As instructions for increasing satisfaction in my life, “Do Not Detach” seemed applicable. Certainly my weeklong stay in Seattle at Susan’s Sanctuary on Mercer Island attested to the wisdom of not detaching so easily. As I renewed our lapsed friendship, I grew aware of how often in my life I have let go of happy friendships. Susan and I were dorm mates at Occidental College in our freshman year. We both wore green beanies and memorized Yo Triumphe! Not long after we pledged different local sororities, we went our separate ways. And yet, these many years later, Susan and I reconnected in Berkeley when she read in the “Occidental” Class of 1960 that I was avidly Unitarian Universalist in San Francisco. So was she at East Shore Unitarian Church in Bellevue, Washington. In Berkeley one week, studying to be an interfaith minister, Susan contacted me and we spent meaningful time together. At our next visit in Berkeley she invited me to stay at her home when I was north for the Ring Cycle. I was grateful for her offer.
While at her home Susan and I connected with three other college acquaintances as if Seigfried’s horn had resounded to call together friends from the class of 1960. Yo Triumphe!!
I admire my girlfriend Corky who recently went to Carmel Valley with a friend she has had for 60 years. She and this friend often travel together. Corky has also stayed connected to former girlfriends whom I like very much as well as to high school and college friends. Her life has been enriched by her association with many women, some who have been in her life a very long time.
I have not tended to remain connected with people from my past the way Corky has. I know any comparison between us is not skillful. Buddhist wisdom would have me seeing no one as superior, no one as inferior and no one as equal. In other words, Do Not Compare. And yet I am willing to explore how to integrate her art of reaching out with my own more isolationist impulses.

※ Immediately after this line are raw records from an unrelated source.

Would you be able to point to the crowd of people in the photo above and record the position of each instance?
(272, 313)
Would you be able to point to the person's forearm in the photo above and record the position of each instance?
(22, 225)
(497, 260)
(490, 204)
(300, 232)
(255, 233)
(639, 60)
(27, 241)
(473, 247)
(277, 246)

Having recently enjoyed this renewed connection with Susan, I can’t help but call to mind the other really important friends I cherished all the years I lived in Southern California and how easy it was to move away and detach from those connections.
Fresh from my second recent Ring Cycle and having signed up once again to usher at the San Francisco Opera, I am grateful to my Southern California friend Margie. She insisted I should go to at least one opera before my avowed aversion to the art form hardened. It was as her guest in Los Angeles on September 20, 1996 at a performance of “Norma” by Vincenzo Bellini that I knew I loved opera. Over the years, she and I have not kept in contact although she frequently emails poems she really likes and I can find my name on a long email list among the many people to whom she has remained connected. Maybe it’s time to reach out to her again.
I see that it has been my way to lose touch with people who have mattered in my life, although I feel pretty sure that when we do meet again, our friendships will flow. Of course I could send an email or call them, couldn’t I? I do want them to know they are in my heart. Like Seigfried, I need to get on the horn.